"İspanya’da radyo dinleme alışkanlığı, Türkiye’ye oranla çok daha yaygın. Ancak yine de bu iletişim aracının gençler arasında popüler olduğunu söylemek güç. Bu yüzden kesintinin ulusal çapta olduğunu ilk öğrenip insanları bilgilendirenler her odada bir radyosu bulunan yaşlılar oldu."
Pazartesi günü bir anda tüm İspanya ve çevre bölgeleri karanlığa gömüldü. Plansız ve hatta nedeni de hala belirlenemeyen elektrik-internet kesintisi, İber Yarımadasında yoğun bir şekilde hayatı felç ederken çevre ülkelerin İspanya’ya yakın bölgelerinde de yaşandı. El Pais’in haberine göre 15 gigavat’lık enerji saniyeler içerisinde kayboldu. Bu rakam tüketimin %60’ına karşılık geliyor.
Bir anda yaşanan kesinti ile birlikte ülke, bilimkurgu filmlerini andıran bir gün geçirdi. Belki denk gelmişsinizdir, güzel başlayan fakat sonra bozan dizilerden biri, Revolution (2012-2014), dünyada bir anda gizemli bir şekilde kesilen ve bir daha geri gelmeyen elektrik sistemiyle birlikte yaşananlar üzerinden giderek kıyamet sonrası bir atmosferde geçen bir hikayeyi ekranlara taşıyordu. İspanya’da Pazartesi günü 12:33 itibariyle elektrik ve internet şebekesinin çökmesiyle birlikte film neredeyse gerçek oldu.
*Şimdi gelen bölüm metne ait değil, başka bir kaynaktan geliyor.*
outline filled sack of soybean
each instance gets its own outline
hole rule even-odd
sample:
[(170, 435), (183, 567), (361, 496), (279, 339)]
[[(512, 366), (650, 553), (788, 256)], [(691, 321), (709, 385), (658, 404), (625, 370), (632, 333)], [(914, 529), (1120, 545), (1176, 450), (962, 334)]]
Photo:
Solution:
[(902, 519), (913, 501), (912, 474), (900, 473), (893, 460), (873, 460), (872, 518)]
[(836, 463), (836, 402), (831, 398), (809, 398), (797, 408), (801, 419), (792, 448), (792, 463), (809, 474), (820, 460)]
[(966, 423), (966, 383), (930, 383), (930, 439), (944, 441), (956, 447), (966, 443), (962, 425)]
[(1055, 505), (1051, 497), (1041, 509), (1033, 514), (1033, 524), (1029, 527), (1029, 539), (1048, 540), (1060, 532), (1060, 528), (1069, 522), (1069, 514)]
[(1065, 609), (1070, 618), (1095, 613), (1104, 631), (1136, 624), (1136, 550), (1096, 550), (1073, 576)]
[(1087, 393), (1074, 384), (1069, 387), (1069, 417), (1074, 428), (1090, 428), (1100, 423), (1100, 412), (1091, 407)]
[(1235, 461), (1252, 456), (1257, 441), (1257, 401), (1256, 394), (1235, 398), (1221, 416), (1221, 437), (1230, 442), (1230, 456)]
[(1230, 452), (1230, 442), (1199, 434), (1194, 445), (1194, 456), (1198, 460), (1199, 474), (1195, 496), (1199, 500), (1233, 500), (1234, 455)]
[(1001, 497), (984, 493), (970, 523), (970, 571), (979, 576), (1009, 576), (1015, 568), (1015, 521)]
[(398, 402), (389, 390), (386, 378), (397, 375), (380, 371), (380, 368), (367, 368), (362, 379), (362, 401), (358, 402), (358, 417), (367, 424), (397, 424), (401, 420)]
İlk anlarda herkes sıradan bir elektrik kesintisi yaşandığını düşündü. Camlara çıkıp birbirlerine ‘sokakta bir çalışma mı var?’ diye etrafı kolaçan edenler yanıt aramaya devam ederken, telefonların da çalışmadığı fark edildi. Hal böyle olunca uzun zamandır yüzüne bakılmayan eski bir dost belirdi: Radyo! İspanya’da radyo dinleme alışkanlığı, Türkiye’ye oranla çok daha yaygın. Ancak yine de bu iletişim aracının gençler arasında popüler olduğunu söylemek güç. Bu yüzden kesintinin ulusal çapta olduğunu ilk öğrenip insanları bilgilendirenler her odada bir radyosu bulunan yaşlılar oldu.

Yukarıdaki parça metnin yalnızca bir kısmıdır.